Claudia Linders, Thijs van Hees Tuin en Landschapsarchitectuur, Goudstikker – de Vries

Lisette van de Pavoordt

Exploring composition

The former Huis te Wiel estate is located in the outer dyke area of the Rhine in the Betuwe and is surrounded by a moat. The existing farm – a national monument – is respected as the most important building. The hierarchy is reinforced by constructing the new buildings as derivatives of the farm; its slanted roof and the different directions of the ridges of the front of the house and of the attached barn are copied in the design of the new buildings.

Connecting to the agricultural past

The design reflects the different layers of the estate’s rich history. The materialization of the modest new buildings makes reference to the agricultural past and is inspired by the characteristic agricultural complexes in the Betuwe. The central courtyard and the composition of the ensemble of buildings refer to the past of the estate Huis te Wiel. With the addition of the two new homes and the barn, Huist te Wiel is being revitalized and turned into a contemporary estate.
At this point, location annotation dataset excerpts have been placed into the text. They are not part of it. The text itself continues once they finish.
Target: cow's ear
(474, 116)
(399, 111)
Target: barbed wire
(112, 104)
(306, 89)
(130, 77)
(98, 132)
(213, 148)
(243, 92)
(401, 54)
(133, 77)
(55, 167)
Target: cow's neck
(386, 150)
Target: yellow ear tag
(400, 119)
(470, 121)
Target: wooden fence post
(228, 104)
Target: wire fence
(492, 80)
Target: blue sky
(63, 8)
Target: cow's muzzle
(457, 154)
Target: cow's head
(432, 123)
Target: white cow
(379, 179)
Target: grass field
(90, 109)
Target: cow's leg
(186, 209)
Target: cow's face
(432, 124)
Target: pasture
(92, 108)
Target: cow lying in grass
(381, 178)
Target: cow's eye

Creating a contemporary ensemble

The master plan for Huis te Wiel consists of a clear and uncomplicated architectural design for the building volumes, with constructions made out of a repetition of steel trusses that carry a zinc roof. The black finished wooden facades refer to the characteristic barns from the Betuwe area. Unity and coherence between the buildings is enhanced by the addition of structuring elements – decking and elevations – that mark the transition between collective and private and combine the different houses into a whole. The layout of the courtyard contains various elements, such as a hedge, formal sections with plants, which also refer to the history of this location.